# oldest gas powered loco in the world...



## tooter (Feb 26, 2010)

First went into service in 1916 for an armaments factory in Aintree, England...










...and made its last run in 1968 as it was retired from service for the Aintree Biscuit Factory in Liverpool, England...


----------



## gc53dfgc (Apr 13, 2010)

I wonder how it was powered through gasoline and the engine design they used.


----------



## tooter (Feb 26, 2010)

Here's some info:

"No.680 was the eleventh locomotive built by Baguley Cars Ltd., but only their second for the standard gauge, being built to the general design of No.566 delivered a month earlier. As was Baguley practise at this time, the works plate reads "Mc Ewan Pratt & Co. Engineers London & Burton". As built, No.680 was a 55/60hp petrol/paraffin locomotive, but since its re-engining in 1927 has run on petrol only and has a 40hp rating. The original engine was a four-cylinder White & Poppe (127mm bore x 180mm stroke) rated at 55hp on paraffin or 60hp on petrol, both at 900rpm. The replacement engine is a four-cylinder Baguley (4¾in x 5½in) developing 40hp at 900rpm. The engine is mounted at the front of the locomotive under the sloping casing and is started by hand, the starting handle being fitted to a cross-shaft behind the buffer beam on the right-hand side. Behind the engine are two large tanks, the front one containing 220 gallons of cooling water and the rear one 100 gallons of fuel. Originally two small tanks of approximately 7 gallons capacity were fitted in the cab, that on the right hand side containing petrol for starting and that on the left additional lubricating oil. These were removed when the Baguley engine was fitted in 1927. A set ofsight-feed lubricators on the front sheet supply oil to the transmission bearings. Originally there were two throttles, as the engine had separate carburettors for petrol and paraffin. The single throttle lever retained today bears the legend PARAFFIN as a reminder of the original layout.

The clutch is operated by the handbrake screw, an arrangement much used by Baguley prior to 1920 (Baguley & Bentall Patent). The reverse gear box is mounted under the footplate and driven by a cardan shaft; the reverse gear is of the usual bevel pattern operated by one of two levers set sideways at the rear of the footplate. The transverse output shaft drives the jackshaft below it by means of spur gears at either end, the gear ratio at one end being twice that at the other. One or other of these gears is engaged by the other lever at the rear of the footplate, the whole forming a simple but effective two-speed transmission. Assuming that the mechanical parts of No.680 were identical with those of No.702 (featured in "The Engineer" of 31st May 1918), the claimed performance was as follows:- Speeds at 900 engine rpm, 3mph in low gear and 6mph in high gear; 90 tons load at 6mph on the level in high gear.
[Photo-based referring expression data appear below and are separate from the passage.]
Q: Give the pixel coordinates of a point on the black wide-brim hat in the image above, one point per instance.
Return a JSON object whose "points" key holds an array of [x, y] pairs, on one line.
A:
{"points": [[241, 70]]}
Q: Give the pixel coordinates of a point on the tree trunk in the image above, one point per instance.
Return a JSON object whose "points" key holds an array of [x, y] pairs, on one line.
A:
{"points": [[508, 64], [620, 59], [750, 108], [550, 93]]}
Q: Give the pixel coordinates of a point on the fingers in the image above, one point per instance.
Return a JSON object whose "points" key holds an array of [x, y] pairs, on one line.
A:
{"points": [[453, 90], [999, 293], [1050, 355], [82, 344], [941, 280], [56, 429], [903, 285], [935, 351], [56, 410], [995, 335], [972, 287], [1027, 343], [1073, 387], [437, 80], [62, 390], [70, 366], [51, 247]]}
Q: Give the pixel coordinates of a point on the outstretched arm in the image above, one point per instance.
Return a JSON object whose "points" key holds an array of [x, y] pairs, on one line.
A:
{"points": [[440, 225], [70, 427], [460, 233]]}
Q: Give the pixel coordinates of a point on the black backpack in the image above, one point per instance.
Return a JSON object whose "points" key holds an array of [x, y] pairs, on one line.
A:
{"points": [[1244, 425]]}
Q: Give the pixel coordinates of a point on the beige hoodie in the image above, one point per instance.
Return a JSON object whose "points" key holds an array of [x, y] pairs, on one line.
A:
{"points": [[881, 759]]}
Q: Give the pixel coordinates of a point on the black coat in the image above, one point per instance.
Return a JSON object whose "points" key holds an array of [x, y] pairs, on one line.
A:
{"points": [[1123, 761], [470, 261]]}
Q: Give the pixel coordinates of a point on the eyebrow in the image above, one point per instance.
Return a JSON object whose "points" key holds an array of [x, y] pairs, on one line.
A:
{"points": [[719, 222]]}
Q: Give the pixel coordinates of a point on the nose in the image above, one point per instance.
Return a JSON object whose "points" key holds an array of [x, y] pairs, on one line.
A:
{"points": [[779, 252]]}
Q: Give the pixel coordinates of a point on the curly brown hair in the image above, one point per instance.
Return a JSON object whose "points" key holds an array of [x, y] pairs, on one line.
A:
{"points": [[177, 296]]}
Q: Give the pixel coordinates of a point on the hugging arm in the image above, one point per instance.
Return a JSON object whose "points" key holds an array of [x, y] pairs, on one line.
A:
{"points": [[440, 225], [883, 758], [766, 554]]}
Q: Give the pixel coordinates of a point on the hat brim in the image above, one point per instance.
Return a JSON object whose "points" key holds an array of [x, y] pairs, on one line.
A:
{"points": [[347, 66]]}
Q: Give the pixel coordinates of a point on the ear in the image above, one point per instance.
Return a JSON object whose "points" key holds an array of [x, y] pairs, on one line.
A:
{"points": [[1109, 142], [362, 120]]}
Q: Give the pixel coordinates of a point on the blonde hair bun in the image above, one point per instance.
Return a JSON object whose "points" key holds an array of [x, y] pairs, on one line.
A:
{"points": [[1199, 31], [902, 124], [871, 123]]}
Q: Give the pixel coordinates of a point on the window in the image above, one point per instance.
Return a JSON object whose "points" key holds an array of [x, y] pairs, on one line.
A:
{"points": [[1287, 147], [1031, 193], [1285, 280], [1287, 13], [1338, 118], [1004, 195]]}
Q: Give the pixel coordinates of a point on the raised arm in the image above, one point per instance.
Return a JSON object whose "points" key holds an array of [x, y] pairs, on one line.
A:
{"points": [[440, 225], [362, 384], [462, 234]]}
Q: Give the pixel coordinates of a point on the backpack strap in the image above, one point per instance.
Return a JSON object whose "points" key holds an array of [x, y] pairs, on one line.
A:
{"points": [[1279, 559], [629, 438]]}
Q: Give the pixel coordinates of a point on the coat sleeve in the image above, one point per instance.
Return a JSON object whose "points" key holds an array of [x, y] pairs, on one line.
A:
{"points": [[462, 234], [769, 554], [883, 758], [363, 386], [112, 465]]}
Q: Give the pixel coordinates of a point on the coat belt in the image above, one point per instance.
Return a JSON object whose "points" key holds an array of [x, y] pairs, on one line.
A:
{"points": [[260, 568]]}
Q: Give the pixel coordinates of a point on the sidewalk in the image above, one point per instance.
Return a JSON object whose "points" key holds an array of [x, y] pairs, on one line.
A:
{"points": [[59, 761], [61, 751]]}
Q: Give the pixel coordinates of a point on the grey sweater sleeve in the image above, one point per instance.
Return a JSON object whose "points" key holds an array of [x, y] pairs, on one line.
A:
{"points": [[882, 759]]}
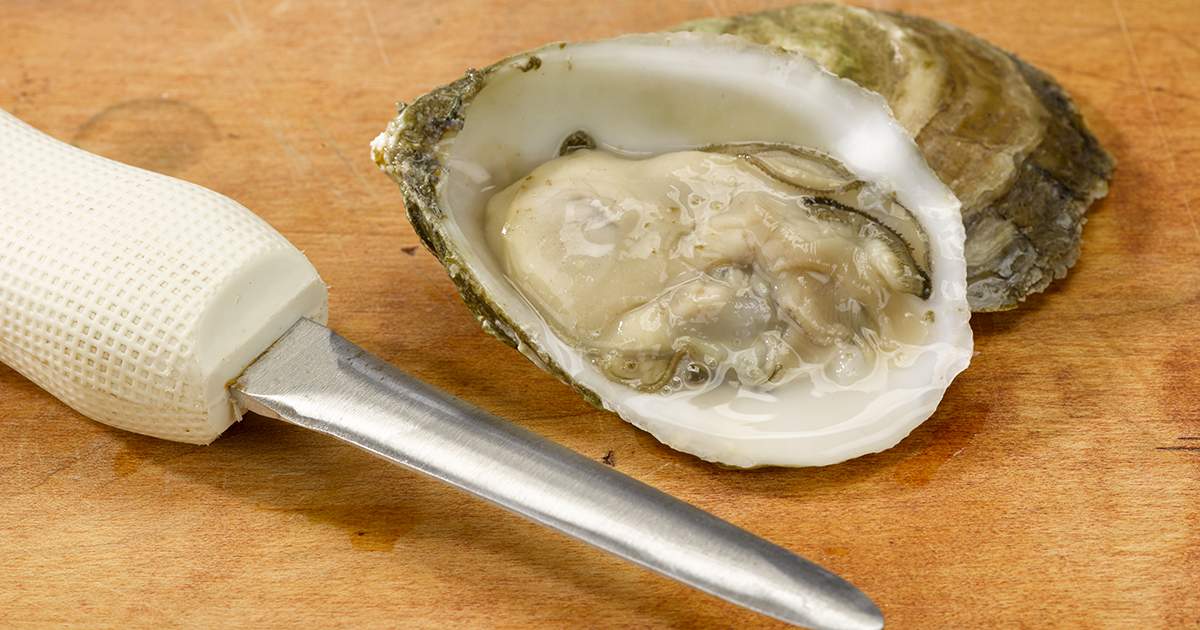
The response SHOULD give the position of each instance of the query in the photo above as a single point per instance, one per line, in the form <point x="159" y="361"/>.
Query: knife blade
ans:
<point x="138" y="299"/>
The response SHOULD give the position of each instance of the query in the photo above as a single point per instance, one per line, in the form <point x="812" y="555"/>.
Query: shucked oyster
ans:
<point x="1002" y="135"/>
<point x="719" y="241"/>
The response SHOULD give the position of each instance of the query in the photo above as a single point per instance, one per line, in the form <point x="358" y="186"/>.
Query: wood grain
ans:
<point x="1057" y="485"/>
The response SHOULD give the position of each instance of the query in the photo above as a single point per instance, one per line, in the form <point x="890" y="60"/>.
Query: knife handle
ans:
<point x="132" y="297"/>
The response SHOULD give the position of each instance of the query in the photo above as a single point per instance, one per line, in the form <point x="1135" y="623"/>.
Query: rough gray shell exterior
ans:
<point x="409" y="157"/>
<point x="1001" y="133"/>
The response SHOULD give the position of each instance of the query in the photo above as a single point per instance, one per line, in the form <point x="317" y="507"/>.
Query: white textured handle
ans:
<point x="132" y="297"/>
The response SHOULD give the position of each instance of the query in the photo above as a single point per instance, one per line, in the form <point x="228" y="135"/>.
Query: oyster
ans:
<point x="719" y="241"/>
<point x="1001" y="133"/>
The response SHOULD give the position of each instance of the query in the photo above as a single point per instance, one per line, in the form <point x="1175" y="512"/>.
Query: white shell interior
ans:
<point x="664" y="93"/>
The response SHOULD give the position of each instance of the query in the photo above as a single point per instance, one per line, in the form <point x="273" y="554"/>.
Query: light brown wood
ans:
<point x="1057" y="485"/>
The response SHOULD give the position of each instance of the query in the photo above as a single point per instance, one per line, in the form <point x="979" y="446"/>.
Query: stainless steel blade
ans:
<point x="319" y="381"/>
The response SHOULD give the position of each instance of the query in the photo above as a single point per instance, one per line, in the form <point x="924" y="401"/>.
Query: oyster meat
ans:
<point x="1001" y="133"/>
<point x="721" y="243"/>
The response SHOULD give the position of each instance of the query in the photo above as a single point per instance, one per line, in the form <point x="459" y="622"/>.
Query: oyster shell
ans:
<point x="550" y="144"/>
<point x="1001" y="133"/>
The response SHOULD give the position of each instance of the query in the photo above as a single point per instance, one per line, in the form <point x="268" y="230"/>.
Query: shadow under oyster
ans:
<point x="1001" y="133"/>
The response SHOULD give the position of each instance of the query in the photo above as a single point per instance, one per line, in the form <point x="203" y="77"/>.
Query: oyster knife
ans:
<point x="162" y="307"/>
I suspect that the makers quoted a load which the locomotive could stop safely, rather than its maximum haulage capacity, although a lot depends on what the 90 ton load consisted of. In its present form No.680 can handle seven vans, a loaded weight of about 80 tons, which compares favourably with its original capabilities."


----------



## PhilG (Dec 23, 2011)

When I think of Gasoline I'm thinking of it from an American point of view. Paraffin is what we call Kerosene. A much better choice for an engine like this, much less volatile and more stable. It's the base in many aviation fuels.

Although still not as good as diesel for a locomotive. Thanks for the info Mr. Choo Choo

Respectfully,

Phil


----------



## tjcruiser (Jan 10, 2010)

choo choo said:


> First went into service in 1916 for an *armaments factory* in Aintree, England...
> 
> ...and made its last run in 1968 as it was retired from service for the Aintree *Biscuit Factory* in Liverpool, England...


Now that's a real Guns and Butter story! 

TJ


----------



## Big Ed (Jun 16, 2009)

In the world?
How about this one built ten years earlier 1906 right here in the USA?

Gasoline engines were a definite novelty in the closing years of the Nineteenth Century. However, Mr. Whitcomb concluded that a gasoline motor could be installed in small mining locomotives. In April 1906, the first successful gasoline-powered locomotive was built and eventually placed into service at a large Central Illinois coal mine. 

Read it all?

http://www.whippanyrailwaymuseum.ne...es-a-powered-rail-equipment/whitcomb-switcher


----------



## tjcruiser (Jan 10, 2010)

Fact-checker Ed! Nice find!

TJ


----------



## Big Ed (Jun 16, 2009)

tjcruiser said:


> Fact-checker Ed! Nice find!
> 
> TJ












I can't go to sleep unless all is right.
But......it is morning and I have all day!


----------